Handbagged imagines what really happened in the private meetings between two of the world’s most powerful women: the Iron Lady, Margaret Thatcher, and Queen Elizabeth II. Born just six months apart, each leader has the capacity to change the world, but how the world should be changed is another story altogether. Will Mags and Liz find common ground in tumultuous times, or will the gloves come off at Buckingham Palace?


The Rules of Comedy by Peter Bloedel

The audience is given a side-splitting lesson in what’s funny and what’s not funny.
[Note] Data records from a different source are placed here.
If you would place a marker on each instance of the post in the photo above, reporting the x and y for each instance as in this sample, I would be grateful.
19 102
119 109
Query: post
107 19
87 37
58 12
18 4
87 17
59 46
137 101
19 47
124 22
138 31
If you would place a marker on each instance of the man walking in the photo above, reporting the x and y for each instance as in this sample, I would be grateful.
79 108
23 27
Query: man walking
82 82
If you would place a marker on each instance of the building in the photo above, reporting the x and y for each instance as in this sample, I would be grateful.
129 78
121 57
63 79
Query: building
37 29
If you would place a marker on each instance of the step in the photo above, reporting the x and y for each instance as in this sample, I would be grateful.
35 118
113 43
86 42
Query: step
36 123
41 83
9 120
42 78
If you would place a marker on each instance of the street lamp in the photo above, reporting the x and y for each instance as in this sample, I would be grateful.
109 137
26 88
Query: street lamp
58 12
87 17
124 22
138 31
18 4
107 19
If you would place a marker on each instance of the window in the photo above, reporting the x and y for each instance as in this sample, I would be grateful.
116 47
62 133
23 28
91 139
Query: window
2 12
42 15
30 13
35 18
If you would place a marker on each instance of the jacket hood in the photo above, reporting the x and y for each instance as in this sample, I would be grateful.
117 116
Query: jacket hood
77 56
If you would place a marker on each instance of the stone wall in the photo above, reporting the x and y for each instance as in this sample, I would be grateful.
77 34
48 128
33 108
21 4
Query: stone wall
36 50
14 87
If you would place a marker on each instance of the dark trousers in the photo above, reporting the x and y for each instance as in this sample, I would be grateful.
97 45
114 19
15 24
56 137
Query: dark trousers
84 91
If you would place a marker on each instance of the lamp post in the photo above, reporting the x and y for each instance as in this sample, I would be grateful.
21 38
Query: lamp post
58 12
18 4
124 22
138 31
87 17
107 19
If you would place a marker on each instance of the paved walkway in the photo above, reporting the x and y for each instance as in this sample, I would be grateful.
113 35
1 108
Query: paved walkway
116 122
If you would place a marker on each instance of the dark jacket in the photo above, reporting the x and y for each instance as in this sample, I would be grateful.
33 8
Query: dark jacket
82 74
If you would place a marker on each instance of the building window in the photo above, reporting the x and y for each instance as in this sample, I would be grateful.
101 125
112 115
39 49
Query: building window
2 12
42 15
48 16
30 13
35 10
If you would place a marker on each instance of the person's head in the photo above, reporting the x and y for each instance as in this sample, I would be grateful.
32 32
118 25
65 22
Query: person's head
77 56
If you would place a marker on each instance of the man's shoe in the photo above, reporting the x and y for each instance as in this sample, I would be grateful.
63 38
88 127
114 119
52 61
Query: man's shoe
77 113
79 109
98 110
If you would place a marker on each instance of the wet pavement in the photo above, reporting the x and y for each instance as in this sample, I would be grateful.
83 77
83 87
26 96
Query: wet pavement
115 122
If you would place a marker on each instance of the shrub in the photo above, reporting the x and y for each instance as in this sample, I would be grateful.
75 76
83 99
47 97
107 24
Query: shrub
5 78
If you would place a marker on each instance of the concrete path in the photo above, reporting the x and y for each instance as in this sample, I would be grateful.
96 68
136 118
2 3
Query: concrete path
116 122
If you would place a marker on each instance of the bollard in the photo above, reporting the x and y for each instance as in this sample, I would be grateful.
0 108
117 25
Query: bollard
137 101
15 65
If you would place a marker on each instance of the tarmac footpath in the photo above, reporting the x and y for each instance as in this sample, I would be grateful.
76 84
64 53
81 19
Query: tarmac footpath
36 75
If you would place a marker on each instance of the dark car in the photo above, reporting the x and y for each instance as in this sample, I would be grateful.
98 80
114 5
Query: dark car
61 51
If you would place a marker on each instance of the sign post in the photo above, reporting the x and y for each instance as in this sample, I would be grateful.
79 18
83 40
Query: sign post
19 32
In order to prove that the Rules of Comedy work, they are hilariously inserted into one of the most popular tragedies of all time: William Shakespeare’s Hamlet. The Rules of Comedy is a physical comedy “blow-out” with an interesting twist that showcases the cast’s ability to handle tragic drama, as well. Playing by the rules has never been so much fun.


The Trojan Women by Euripides, English version by Amlin Gray

After ten long years of war, the great city of Troy has fallen. Only the mothers, wives, and daughters of its slaughtered warriors survive. Nothing worse can befall them. Then it does, blow after blow. Their previous lives in ruins, the women find unimagined resources in each other and themselves. The Trojan Women is a thousands-year-old tale of courage, resilience, and hope in the face of utter devastation.